“We will not be replacing the CTO position; responsibility for technology development lies with our business unit heads under the leadership of Adobe CEO Shantanu Narayen,” Adobe said in a statement sent via email.
“Bryan Lamkin, who has recently returned to Adobe, will assume responsibilities for cross-company research and technology initiatives as well as corporate development,” Adobe said in its emailed statement about Lynch’s departure. “We wish Kevin well in this new chapter of his career.”
Apple and Adobe once were close partners, with much of Adobe’s creative design software sold on Apple’s Macintosh computers. They still work together, but Apple’s opposition to Flash drove a wedge between them.
Under former CEO Steve Jobs, Apple refused to let Adobe’s Flash products run on its iPhones and iPads. In a famous public letter, Jobs slammed Flash as an unreliable, proprietary resource hog.
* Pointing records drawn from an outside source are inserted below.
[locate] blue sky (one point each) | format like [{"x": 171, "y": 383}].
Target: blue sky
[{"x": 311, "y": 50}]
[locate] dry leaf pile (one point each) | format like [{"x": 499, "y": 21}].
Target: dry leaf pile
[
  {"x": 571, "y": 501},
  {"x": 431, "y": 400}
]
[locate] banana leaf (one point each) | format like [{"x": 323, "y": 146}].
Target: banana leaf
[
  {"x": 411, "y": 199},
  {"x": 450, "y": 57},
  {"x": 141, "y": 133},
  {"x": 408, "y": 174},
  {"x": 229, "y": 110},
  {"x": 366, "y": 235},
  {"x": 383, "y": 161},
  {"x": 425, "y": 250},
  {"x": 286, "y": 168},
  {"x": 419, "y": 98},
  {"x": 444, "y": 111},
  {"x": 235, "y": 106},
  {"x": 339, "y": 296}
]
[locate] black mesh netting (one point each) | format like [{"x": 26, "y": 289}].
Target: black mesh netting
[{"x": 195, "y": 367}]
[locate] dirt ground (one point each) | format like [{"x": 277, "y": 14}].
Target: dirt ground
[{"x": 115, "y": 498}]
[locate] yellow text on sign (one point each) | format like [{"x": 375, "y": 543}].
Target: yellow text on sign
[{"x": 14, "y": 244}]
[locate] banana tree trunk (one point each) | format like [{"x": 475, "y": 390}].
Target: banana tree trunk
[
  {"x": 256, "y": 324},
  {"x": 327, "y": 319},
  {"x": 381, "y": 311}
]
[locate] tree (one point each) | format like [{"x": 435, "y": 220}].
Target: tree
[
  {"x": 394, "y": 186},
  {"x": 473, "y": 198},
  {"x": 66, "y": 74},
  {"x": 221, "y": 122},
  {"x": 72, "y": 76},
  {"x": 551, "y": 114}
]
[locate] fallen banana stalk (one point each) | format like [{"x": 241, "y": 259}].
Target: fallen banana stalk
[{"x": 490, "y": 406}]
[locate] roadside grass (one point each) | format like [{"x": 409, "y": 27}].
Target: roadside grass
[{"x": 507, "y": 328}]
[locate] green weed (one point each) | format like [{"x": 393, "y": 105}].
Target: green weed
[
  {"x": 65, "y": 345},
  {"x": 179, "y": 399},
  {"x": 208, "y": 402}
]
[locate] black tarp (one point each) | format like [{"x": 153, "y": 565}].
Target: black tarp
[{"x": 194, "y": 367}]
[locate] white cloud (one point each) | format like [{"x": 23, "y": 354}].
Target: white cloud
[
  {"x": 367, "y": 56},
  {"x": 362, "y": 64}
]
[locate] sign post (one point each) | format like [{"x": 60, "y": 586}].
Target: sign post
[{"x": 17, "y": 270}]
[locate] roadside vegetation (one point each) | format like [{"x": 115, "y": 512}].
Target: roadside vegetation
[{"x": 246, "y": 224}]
Adobe eventually stopped developing Flash for mobile browsers and shifted its efforts to HTML5.
In the midst of the spat, Lynch himself accused Apple of becoming the Big Brother that it had rebelled against in its famous 1984 TV commercial.
Neither Apple nor Lynch could be reached for comment.
News of his resignation came on the day Adobe reported its financial results for the quarter. Its net income sank 65 percent year over year to US$65.1 million, while revenue declined 4 percent to US$1.01 billion, Adobe said.